Mathematical Fraktur Small R 𝔯
Visual Description: The glyph is a slender lowercase r drawn in a fraktur style. Its strokes twist with sharp angles and a small, decorative tail. It resembles a traditional blackletter form rather than a serif letter, giving a bold, script-like impression. In math text, it stands out from ordinary letters.
Meaning & Usage: This symbol marks a variable or a designated object in formulas. It helps distinguish special elements from plain text when formulas are crowded. In typesetting, fraktur r may denote a particular object, a family, or a role within a calculation, keeping notation readable on page and screen.

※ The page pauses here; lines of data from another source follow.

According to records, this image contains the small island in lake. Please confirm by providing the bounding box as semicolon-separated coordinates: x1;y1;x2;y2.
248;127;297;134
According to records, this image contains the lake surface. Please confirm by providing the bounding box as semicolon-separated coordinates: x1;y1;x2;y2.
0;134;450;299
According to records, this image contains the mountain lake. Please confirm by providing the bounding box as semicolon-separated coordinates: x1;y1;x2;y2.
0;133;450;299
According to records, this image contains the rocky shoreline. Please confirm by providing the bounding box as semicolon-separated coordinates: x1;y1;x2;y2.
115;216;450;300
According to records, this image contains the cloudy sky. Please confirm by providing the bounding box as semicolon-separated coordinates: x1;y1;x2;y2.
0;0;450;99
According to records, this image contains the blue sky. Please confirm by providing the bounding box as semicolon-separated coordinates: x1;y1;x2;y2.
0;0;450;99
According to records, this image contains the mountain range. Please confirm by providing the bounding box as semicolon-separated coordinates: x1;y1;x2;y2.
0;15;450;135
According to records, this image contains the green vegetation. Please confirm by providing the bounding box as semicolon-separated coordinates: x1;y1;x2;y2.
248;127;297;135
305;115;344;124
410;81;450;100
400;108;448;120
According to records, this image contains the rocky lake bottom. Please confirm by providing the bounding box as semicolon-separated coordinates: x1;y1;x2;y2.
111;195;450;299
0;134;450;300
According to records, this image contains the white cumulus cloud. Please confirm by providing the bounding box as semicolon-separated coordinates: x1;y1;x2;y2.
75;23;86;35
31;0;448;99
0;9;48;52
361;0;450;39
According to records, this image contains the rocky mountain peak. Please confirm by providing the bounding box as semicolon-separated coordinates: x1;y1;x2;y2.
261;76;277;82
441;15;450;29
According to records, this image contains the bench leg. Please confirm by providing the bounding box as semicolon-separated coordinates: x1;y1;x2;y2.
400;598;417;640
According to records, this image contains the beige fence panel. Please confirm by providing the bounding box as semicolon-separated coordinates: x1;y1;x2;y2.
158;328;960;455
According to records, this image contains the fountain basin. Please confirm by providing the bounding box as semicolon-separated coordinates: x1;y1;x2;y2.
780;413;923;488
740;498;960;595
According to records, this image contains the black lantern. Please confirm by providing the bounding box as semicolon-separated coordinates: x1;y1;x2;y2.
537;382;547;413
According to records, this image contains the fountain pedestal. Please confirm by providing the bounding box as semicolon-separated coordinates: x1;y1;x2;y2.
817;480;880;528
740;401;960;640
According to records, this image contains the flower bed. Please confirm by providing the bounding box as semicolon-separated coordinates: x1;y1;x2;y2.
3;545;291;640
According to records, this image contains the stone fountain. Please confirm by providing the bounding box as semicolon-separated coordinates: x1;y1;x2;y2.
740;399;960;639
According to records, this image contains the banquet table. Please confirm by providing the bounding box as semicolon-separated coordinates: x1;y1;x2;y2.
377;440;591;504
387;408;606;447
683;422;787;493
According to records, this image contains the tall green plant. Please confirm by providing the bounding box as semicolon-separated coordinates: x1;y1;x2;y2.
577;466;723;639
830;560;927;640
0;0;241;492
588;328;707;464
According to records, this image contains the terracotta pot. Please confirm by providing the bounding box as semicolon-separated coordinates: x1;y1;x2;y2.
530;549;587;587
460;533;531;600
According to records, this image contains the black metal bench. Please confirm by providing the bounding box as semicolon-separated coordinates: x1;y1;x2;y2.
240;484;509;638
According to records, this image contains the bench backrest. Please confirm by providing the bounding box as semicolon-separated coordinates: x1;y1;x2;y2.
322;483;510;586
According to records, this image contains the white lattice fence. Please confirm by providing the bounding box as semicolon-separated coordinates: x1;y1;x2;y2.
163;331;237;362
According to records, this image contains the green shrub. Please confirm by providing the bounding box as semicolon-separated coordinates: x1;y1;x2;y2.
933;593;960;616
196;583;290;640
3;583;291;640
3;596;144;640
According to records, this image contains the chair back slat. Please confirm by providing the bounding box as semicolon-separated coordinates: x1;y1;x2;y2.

Historical Background: In typography, fraktur is part of a long tradition of decorative letterforms used in early print. Digital math fonts adopted these shapes to add distinction in dense equations. This style spreads across regions as a stylistic choice that signals emphasis or a shift in meaning, without tying to one era.
Practical Use: On calculators and in formula editors, you may see the fraktur r used to mark a special object or parameter. Quick UI controls can switch font style or apply a decorative tag during a calculation. It also helps comparisons by visually separating related terms in a line.
See our category page for related symbols.
Look‑alikes: r (U+72).
Need styled alternatives? Try the Fancy Text tool.
Confusables
Technical details
- Codepoint:
U+1D52F - General Category:
Ll - Age:
3.1 - Bidi Class:
L - Decomposition:
<font> 0072 - Block:
Mathematical Alphanumeric Symbols - Script:
Common - UTF-8:
F0 9D 94 AF - UTF-16:
D835 DD2F - UTF-32:
0001D52F - HTML dec:
𝔯 - HTML hex:
𝔯 - JS escape:
\u{1D52F} - Python \N{}:
\N{MATHEMATICAL FRAKTUR SMALL R} - Python \U:
\U0001D52F - URL-encoded:
%F0%9D%94%AF - CSS escape:
\1D52F
How to type / insert
Fast copy: click the Copy button near the top of this page.
By codepoint: in many editors and IDEs, you can insert via the Unicode code U+1D52F or a built‑in character picker.
HTML: use the numeric entity 픯 (hex) or 픯 (decimal) when an HTML entity is needed.
Compatibility & troubleshooting
Font support: if the symbol does not render, the current font likely lacks this codepoint. Choose a font with broad Unicode coverage or allow a fallback font.
Web pages: ensure your CSS font stack includes a general fallback; avoid relying on images for common symbols to preserve accessibility and copyability.